The problem here is that you actually have two different variables which are both called $x$. That's confusing, and in mathematics, we try to avoid this confusion, usually by renaming one of the variables to fix the clash. In this case, we want to rename the variable belonging to the identity, because the identity is supposed to be a universal rule (whereas the $4x$ that appears in your problem belongs to some specific context, and so if we go renaming that, we would need to rewrite the whole problem to match).
So, let's start over. We know that $\mathrm{csch}(u) = \frac{1}{\mathrm{sinh}(u)}$, and we have some problem which involves one of $\mathrm{csch}(4x)$ or $\frac{1}{\mathrm{sinh}(4x)}$. Can we substitute the one for the other? Are we allowed to write "Let $u = 4x$" and move on with it?
In general, yes, because it's supposed to be a universal rule that works for all values of $u$. But there are a couple of caveats to keep in mind:
- We cannot select a $u$ which will result in $\mathrm{sinh}(u) = 0$, because then we would be dividing by zero. This means we cannot have $x = 0$ if we want $u = 4x$. If zero is a possible value of $x$, then you will need to do something about that, because zero doesn't have a hyperbolic cosecant. There are also some complex numbers at which this happens, but you might not care if you're only working in the reals.

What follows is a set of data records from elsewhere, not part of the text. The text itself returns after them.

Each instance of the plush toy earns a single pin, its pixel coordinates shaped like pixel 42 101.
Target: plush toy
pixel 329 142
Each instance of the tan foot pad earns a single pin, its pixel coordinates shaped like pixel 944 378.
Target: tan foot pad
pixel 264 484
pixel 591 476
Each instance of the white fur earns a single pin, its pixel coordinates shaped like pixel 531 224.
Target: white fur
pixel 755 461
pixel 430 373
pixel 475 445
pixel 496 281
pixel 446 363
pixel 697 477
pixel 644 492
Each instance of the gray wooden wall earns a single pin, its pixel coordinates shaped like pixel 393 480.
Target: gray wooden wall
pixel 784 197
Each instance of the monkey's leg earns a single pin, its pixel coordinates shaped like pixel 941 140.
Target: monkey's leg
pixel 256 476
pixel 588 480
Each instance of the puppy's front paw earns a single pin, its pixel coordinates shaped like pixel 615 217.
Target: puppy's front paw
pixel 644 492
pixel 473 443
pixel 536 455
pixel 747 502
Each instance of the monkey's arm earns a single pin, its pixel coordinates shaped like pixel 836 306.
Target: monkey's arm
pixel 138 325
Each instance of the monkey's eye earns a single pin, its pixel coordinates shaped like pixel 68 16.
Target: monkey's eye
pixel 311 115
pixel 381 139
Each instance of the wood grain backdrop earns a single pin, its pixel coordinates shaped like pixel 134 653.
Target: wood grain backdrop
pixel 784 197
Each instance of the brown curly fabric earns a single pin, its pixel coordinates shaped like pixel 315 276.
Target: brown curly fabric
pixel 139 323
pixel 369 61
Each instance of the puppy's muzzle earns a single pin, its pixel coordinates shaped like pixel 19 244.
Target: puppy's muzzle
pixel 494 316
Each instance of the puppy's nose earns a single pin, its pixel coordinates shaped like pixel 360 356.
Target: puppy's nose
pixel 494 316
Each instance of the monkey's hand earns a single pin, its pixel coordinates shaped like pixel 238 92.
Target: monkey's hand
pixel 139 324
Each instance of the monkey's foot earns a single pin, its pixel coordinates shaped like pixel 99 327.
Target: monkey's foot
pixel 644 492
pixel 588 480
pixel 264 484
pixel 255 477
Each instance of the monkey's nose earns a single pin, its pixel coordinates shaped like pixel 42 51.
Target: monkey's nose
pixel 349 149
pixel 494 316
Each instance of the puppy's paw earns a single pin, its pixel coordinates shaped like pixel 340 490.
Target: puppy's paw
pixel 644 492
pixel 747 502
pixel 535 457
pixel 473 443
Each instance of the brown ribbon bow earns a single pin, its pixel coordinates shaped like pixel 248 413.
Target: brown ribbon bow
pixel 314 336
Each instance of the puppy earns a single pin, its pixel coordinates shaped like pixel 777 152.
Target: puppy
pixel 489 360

- More generally, we must select a $u$ at which both sides of the identity are well-defined, and where the identity is known to be valid. The "don't divide by zero" rule is just a special case of this. But you can also run into trouble with a variety of other identities, such as those involving square roots and logarithms. Here's a nasty example of that problem:
$$ -1 = \sqrt{-1}\sqrt{-1}\color{red}{\neq}\sqrt{-1 \times -1} = \sqrt{1} = 1 $$
The identity $\sqrt{a}\sqrt{b} = \sqrt{ab}$ is entirely valid - within the real numbers. But within the real numbers, there's no such thing as a square root of a negative number, and it turns out that this identity does not fully generalize to the complex numbers (specifically, if you think of multiplication as a form of scaling and rotation, the identity only works when the product does not rotate through the negative real axis in either direction). So you need to keep track of whether you are staying within the real numbers (where the identity always works, but you can't take the square roots of negative numbers in the first place), or working in the complex numbers (where you can take the square root of whatever you want, but the identity has strings attached).
To summarize: Yes, you can use this particular identity for $4x$ (if given $x \neq 0$), for any monomial, and indeed for any real or complex expression under the sun, as long as it's nonzero (for complex expressions: as long as it isn't an integer multiple of $\pi i$). But some identities have stricter rules than that, and you do need to verify that a given identity actually applies to a given scenario before using it.